Opini
Opini: Menata Ulang Pandangan tentang Makanan Ultra-Proses
Informasi yang utuh membantu konsumen membuat pilihan dengan kepala dingin, bukan dengan rasa takut.
Oleh: Paulus Risan Funan Lalong
Mahasiswa Program Doktor Ilmu Pangan, Sekolah Pascasarjana, Institut Pertanian Bogor
POS-KUPANG.COM - Perdebatan tentang makanan ultra-proses kerap terbelah, sementara penerapan klasifikasi NOVA menimbulkan kebingungan, sehingga masyarakat butuh klasifikasi yang objektif dan jelas.
Selama ini perdebatan tentang makanan ultra-proses sering terjebak pada dua kutub: ada yang ingin melarang semua produk olahan dan ada yang menganggap kekhawatiran itu suatu yang berlebihan.

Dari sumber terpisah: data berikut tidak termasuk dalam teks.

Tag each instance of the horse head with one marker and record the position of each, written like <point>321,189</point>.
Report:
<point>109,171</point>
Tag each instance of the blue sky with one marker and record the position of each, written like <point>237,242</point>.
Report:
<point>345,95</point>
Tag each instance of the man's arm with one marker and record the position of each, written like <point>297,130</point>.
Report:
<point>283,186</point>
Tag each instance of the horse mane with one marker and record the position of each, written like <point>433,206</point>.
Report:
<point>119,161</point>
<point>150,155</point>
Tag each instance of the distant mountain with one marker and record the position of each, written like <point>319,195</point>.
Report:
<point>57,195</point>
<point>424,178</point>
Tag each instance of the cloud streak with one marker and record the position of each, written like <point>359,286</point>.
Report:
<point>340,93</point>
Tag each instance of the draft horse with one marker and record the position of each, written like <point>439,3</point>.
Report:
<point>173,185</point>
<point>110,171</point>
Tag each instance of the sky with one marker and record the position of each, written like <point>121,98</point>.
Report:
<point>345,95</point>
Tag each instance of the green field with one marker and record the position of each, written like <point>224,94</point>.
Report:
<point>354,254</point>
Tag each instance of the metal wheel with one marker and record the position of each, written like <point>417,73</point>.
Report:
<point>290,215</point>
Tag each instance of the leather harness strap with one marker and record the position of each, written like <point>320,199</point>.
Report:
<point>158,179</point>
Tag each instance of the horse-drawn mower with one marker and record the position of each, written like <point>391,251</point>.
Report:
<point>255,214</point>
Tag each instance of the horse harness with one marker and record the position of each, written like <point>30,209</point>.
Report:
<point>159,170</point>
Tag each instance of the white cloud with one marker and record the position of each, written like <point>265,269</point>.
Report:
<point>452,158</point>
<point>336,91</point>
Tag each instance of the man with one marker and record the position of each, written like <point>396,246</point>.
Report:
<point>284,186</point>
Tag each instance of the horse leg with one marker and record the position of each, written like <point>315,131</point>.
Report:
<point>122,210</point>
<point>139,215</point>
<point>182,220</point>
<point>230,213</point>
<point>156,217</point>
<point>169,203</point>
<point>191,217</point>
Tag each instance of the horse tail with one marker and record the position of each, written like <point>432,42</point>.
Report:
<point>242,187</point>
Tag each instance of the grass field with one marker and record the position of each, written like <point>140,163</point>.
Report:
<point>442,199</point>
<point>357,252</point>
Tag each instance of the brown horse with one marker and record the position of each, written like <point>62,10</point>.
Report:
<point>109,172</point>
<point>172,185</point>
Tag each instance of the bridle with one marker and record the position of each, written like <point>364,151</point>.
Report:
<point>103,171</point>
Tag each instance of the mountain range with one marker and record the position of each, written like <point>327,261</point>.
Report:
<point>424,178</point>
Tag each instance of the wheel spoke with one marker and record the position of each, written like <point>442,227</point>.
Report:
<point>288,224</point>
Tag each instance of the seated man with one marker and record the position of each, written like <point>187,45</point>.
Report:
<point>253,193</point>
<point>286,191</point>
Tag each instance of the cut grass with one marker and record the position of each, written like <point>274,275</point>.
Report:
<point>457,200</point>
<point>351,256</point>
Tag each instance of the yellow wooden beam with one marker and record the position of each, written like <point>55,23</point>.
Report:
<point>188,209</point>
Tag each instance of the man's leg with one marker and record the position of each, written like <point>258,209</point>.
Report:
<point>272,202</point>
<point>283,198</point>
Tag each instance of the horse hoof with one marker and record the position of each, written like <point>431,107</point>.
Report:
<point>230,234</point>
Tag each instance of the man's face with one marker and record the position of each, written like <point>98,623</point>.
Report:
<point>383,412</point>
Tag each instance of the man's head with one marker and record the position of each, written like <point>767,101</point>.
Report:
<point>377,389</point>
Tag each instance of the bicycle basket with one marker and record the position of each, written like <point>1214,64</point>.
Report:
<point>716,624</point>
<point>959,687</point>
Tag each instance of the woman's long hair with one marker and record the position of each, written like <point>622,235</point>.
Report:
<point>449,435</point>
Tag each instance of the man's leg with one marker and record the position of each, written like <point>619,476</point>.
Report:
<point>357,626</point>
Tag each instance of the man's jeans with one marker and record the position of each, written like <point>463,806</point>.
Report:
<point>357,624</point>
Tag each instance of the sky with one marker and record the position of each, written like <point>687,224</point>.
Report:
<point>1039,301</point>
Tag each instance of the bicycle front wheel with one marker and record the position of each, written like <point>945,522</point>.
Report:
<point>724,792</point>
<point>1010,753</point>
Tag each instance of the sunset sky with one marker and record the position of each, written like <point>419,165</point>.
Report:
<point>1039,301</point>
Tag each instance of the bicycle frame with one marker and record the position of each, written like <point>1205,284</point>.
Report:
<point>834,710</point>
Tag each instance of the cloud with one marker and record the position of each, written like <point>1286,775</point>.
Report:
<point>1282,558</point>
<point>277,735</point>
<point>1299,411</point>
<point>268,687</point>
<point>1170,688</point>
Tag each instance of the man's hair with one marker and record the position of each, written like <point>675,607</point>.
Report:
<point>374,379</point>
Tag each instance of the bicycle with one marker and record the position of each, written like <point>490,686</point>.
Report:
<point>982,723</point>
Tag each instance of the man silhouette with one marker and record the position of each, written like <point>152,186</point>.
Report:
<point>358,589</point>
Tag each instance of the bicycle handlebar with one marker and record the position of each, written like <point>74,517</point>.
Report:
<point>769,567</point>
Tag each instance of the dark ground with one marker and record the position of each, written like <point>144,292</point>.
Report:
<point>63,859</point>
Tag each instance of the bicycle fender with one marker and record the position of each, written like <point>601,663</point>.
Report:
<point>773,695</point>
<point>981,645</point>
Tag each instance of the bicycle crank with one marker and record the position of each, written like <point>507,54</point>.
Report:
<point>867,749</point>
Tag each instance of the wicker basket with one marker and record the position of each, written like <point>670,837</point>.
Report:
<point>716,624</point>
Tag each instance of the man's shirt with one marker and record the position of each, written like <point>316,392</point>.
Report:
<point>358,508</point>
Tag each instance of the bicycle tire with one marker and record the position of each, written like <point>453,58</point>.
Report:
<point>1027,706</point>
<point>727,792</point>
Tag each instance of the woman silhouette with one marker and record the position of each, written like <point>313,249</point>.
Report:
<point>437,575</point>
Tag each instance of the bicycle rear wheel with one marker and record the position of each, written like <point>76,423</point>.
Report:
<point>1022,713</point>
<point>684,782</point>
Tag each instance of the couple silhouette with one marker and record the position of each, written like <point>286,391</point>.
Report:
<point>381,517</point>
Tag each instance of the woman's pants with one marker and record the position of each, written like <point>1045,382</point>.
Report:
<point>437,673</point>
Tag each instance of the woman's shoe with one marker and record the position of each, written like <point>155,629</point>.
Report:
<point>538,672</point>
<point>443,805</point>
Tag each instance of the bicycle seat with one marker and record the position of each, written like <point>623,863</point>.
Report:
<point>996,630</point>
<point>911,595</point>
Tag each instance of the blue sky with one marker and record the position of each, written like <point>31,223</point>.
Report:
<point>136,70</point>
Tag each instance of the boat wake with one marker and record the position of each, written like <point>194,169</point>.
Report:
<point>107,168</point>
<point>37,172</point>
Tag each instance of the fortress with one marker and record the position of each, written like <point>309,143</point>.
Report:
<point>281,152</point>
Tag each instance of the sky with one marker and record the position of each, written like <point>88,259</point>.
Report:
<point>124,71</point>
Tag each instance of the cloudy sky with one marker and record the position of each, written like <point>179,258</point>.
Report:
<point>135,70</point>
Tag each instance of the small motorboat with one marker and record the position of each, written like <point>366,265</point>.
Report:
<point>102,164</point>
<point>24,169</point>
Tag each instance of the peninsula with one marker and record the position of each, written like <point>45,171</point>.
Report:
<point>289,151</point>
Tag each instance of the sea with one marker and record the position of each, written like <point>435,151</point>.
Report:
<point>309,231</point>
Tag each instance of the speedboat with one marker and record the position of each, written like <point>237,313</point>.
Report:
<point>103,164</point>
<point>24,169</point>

Di tengah tarik-menarik itu, suatu sistem pengklasifikasian bernama NOVA banyak dipakai untuk mengelompokkan makanan berdasarkan tingkat prosesnya.
Baca juga: Opini: Budaya Bisik-bisik di Lingkaran Kekuasaan
Namun praktik di lapangan menunjukkan masih ada “kebingungan”. Beberapa produk yang sebenarnya bergizi tetap dicap buruk, sementara yang jelas berisiko bisa luput.
Kita butuh cara menilai yang lebih adil, jelas, dan berguna bagi masyarakat.
Pertama, cara menilai sebaiknya tidak berhenti pada “seberapa jauh makanan diproses”. Yang lebih penting adalah dampaknya terhadap gizi dan kesehatan.
Proses tertentu memang bisa menurunkan kualitas zat gizi, tetapi ada juga yang justru meningkatkan keamanan atau menambah manfaat, misalnya melalui fortifikasi, fermentasi, atau penambahan serat larut.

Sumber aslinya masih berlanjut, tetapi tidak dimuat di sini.